LePage vetoed the bill, though, expressing concern in his veto letter that the bill “may create an unnecessary barrier for drug enforcement” — even though no police testified against the bill, and police in other states have wholeheartedly supported similar measures.
As was the case on many issues over the last several months, Republicans sided with LePage.
All but one Republican in the Senate — Roger Katz of Augusta — and all but nine Republicans in the House voted to sustain the veto of LD 1044. The change in opinion of mostly Republicans, and one Democrat, will only hurt the lives of Maine residents.
Many have rightfully faulted LePage for issuing so many vetoes and legislative Republicans for switching votes or failing to lend support to get to the two-thirds threshold needed for a veto override. Warranted vetoes, however, have received less attention. As is typical, legislators offered many well-meaning pieces of legislation that were also rather frivolous.
One resolve aimed to end homelessness in four years — a laudable but unrealistic goal for which legislation is not necessary. Another would have required someone who is starting a charter school to hold a public hearing before filing an application with the state. Any serious charter school initiator would hold public meetings regardless of a mandate within law, to determine the level of local interest essential to a school’s success. Also, the charter school approval process already requires public hearings.

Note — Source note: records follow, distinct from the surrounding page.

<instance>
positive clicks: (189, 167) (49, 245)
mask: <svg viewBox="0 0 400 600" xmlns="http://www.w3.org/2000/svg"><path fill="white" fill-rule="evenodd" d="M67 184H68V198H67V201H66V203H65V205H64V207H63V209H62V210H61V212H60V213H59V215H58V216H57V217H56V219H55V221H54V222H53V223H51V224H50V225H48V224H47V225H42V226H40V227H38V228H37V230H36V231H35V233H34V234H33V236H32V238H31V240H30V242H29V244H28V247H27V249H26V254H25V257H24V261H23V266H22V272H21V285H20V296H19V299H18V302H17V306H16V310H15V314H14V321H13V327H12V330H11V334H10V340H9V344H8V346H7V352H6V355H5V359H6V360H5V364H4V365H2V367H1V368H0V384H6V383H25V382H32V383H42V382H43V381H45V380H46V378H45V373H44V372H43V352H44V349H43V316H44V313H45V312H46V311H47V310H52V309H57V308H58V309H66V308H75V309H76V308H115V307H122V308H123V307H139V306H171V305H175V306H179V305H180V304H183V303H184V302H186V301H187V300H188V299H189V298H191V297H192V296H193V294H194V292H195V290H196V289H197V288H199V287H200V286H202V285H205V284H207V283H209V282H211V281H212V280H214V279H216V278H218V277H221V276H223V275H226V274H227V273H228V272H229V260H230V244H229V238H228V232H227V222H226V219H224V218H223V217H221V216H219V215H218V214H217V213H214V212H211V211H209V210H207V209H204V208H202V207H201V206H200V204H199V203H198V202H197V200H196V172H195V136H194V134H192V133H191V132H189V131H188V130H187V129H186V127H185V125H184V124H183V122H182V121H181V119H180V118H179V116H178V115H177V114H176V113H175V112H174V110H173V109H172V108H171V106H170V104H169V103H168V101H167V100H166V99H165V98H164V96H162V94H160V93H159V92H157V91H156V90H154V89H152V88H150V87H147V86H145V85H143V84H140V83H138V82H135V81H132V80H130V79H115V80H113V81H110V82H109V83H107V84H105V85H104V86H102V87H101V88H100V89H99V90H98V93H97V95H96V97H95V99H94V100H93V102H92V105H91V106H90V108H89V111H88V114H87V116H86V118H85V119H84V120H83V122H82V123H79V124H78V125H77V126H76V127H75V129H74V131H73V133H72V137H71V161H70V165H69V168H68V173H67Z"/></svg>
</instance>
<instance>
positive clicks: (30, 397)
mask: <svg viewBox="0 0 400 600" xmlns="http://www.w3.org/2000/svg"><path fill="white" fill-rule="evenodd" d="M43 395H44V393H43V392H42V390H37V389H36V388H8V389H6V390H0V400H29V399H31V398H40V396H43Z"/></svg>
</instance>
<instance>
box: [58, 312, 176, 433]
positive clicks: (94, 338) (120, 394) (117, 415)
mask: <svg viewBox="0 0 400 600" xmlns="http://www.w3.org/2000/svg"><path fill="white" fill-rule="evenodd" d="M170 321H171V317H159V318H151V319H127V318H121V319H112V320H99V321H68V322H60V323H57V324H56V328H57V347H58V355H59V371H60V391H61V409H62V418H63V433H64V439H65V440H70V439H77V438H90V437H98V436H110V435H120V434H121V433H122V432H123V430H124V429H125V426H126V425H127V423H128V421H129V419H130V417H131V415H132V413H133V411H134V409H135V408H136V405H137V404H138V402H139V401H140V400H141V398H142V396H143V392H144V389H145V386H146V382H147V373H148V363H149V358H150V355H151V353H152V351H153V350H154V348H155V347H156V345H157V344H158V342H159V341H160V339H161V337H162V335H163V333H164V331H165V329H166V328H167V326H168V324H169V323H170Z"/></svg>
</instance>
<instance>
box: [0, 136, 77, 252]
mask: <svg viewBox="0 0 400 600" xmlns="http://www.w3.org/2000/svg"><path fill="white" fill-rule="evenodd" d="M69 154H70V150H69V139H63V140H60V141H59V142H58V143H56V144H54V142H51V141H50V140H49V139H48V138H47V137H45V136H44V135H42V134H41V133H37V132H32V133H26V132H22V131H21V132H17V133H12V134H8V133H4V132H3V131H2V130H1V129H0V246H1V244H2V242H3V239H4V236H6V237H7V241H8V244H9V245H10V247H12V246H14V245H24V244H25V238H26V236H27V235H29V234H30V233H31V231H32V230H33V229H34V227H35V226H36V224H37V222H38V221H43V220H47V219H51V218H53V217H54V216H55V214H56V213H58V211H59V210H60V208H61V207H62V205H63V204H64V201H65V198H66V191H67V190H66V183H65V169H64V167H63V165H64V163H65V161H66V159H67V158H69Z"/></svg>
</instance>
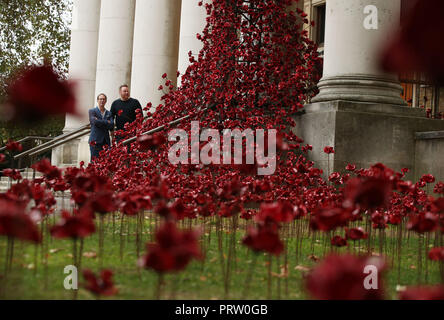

While some bills deserved the veto pen, others got pulled down by bad politics, as there was no good reason for the chief executive to throw them out. While the vetoed legislation is more of a mixed bag than Democrats make it appear, the sheer number of vetoes, particularly those of nonpartisan bills, is troublesome. It is a clear indicator of the divide between LePage and legislators and of an atmosphere in which little can be accomplished. Not only will Maine communities fail to benefit from large and small reforms, but their faith in government will only erode a little bit more.